Certaines formes de motivation peuvent entraîner des conséquences négatives, comme l’ego démesuré, l’orgueil mal placé et le souci extrême de la réputation. Ces moteurs peuvent d’un coté pousser à vouloir se dépasser et à développer un sentiment de fierté, ce qui est positif, mais ils peuvent aussi engendrer des comportements d’évitement nocifs. Par exemple, ils peuvent nous pousser à exécuter une tâche pour s’en débarrasser et non pas parce qu’elle nous intéresse. Ce type de motivation est de courte durée et engendre un coût émotionnel élevé. « C’est comme appuyer sur l’accélérateur tout en actionnant les freins », assure le spécialiste.

Jacques ­Forest met en garde contre les clients qui sont motivés uniquement par l’argent et dont l’objectif est de s’enrichir rapidement. « ­Plus on est animé par ce type de motivation, plus il y a des conséquences négatives telles que l’épuisement professionnel et le cynisme, qui débouchent sur une réduction de l’efficacité professionnelle », rapporte l’expert. Les personnes animées principalement par la réputation et l’argent n’ont pas la capacité de se déconnecter du travail. Le hamster tourne sans arrêt dans leur tête. Elles risquent d’avoir des comportements antisociaux de tricherie, de mensonge et de contournement des règles.

On associe souvent à tort certains types de motivation à des professions.
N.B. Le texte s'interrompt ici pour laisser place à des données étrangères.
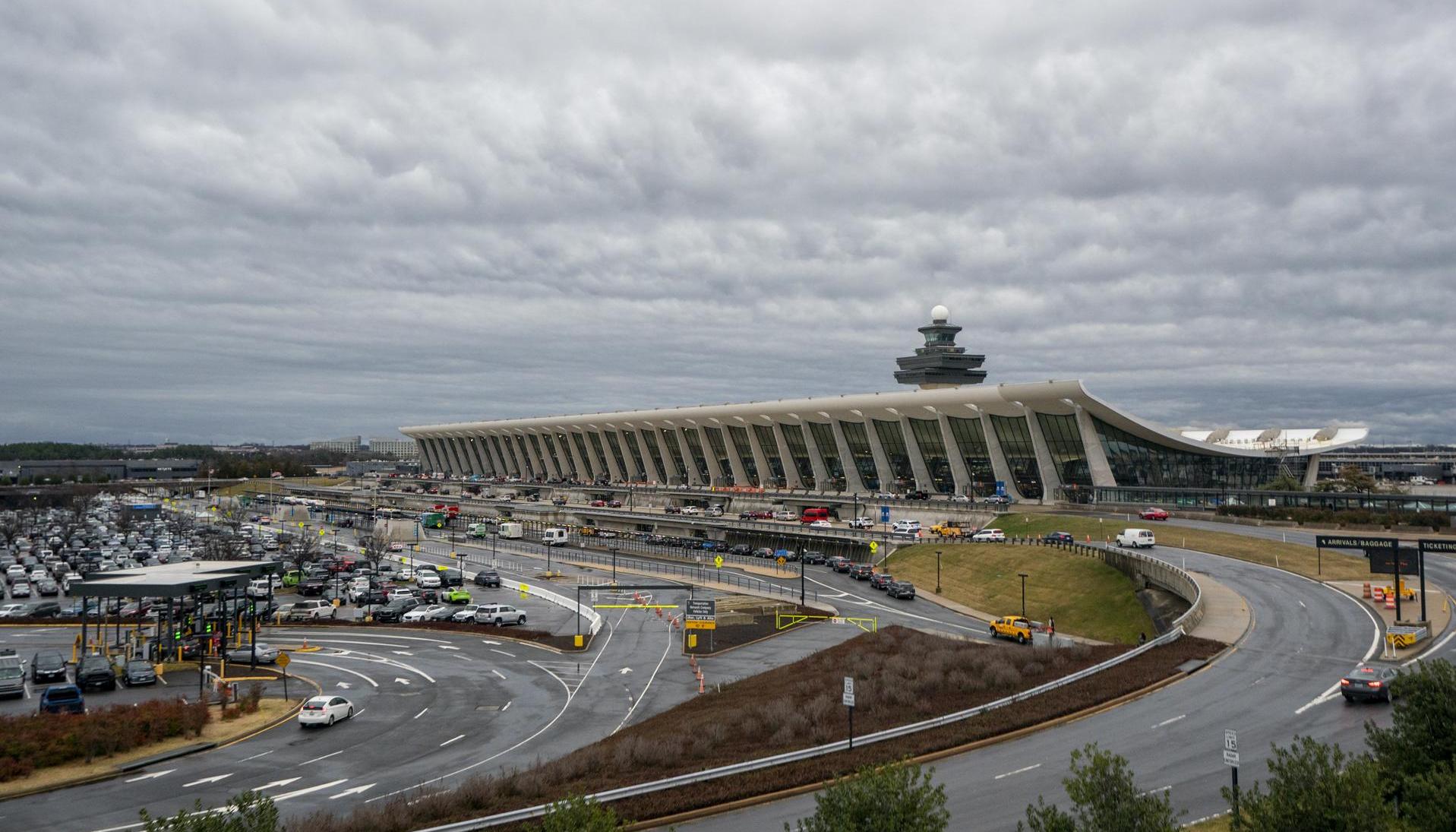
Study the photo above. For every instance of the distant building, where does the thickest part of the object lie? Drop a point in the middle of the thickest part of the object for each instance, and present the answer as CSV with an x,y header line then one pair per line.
x,y
396,448
98,470
343,444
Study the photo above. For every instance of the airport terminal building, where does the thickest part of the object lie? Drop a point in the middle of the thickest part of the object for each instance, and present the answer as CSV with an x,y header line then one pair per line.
x,y
949,435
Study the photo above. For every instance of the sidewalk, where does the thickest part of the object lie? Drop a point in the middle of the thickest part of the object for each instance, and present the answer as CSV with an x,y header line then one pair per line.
x,y
1225,612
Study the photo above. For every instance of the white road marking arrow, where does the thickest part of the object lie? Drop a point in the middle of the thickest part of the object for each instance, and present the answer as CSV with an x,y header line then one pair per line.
x,y
355,790
312,789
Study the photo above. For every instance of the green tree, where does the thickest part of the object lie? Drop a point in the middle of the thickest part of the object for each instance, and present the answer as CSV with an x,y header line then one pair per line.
x,y
580,815
1423,725
248,812
1104,799
1314,787
894,797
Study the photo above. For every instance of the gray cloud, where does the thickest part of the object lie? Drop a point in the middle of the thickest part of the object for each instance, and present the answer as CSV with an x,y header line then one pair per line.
x,y
284,222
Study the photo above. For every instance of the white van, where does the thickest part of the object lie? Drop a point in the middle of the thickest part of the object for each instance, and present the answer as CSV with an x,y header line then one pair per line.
x,y
1136,538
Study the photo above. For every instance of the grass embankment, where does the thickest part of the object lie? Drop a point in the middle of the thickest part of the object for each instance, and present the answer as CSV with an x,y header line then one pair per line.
x,y
902,676
1300,560
1084,595
213,732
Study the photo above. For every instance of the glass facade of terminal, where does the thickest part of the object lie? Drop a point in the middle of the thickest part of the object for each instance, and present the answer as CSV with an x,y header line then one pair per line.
x,y
932,452
976,455
861,454
771,452
695,449
740,443
800,452
893,441
635,452
1014,436
823,435
715,443
1136,460
1066,449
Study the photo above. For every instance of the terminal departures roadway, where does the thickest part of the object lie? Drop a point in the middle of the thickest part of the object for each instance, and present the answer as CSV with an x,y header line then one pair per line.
x,y
1302,638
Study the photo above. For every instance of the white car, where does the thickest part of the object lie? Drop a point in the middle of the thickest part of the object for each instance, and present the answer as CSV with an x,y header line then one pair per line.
x,y
422,611
325,711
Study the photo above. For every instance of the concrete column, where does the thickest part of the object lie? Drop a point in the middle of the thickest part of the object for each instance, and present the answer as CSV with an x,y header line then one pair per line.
x,y
816,462
952,452
759,458
1000,463
1050,477
791,470
918,467
854,482
1312,473
887,476
1097,455
714,471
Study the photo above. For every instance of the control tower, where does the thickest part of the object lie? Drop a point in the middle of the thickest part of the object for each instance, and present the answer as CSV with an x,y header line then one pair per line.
x,y
940,363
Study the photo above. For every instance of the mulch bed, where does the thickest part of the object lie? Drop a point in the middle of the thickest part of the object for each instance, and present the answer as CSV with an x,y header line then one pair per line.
x,y
902,676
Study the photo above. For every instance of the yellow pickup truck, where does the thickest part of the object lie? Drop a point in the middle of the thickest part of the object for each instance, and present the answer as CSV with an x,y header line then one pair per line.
x,y
948,530
1014,627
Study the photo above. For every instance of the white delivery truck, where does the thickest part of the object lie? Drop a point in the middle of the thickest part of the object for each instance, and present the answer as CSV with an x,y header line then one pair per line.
x,y
1136,538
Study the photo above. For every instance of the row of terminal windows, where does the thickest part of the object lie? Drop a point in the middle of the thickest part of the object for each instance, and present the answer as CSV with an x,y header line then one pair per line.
x,y
1133,460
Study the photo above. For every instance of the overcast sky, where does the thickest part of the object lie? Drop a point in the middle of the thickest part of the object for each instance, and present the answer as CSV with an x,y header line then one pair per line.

Par exemple, les infirmières et les enseignants seraient animés par le désir d’aider les autres, tandis que les vendeurs seraient davantage motivés par l’argent. Il s’agit de préjugés, indique ­Jacques ­Forest. Les recherches ne permettent pas de trouver de différence dans la motivation selon le type de profession. « ­Peu importe la langue, la génération, la profession, si vous êtes principalement animé par les récompenses financières, il y aura des conséquences négatives pour vous et autour de vous. Vouloir gagner de l’argent n’est pas mal en soi, mais il faut s’assurer que l’argent soit un vecteur de plaisir et de sens.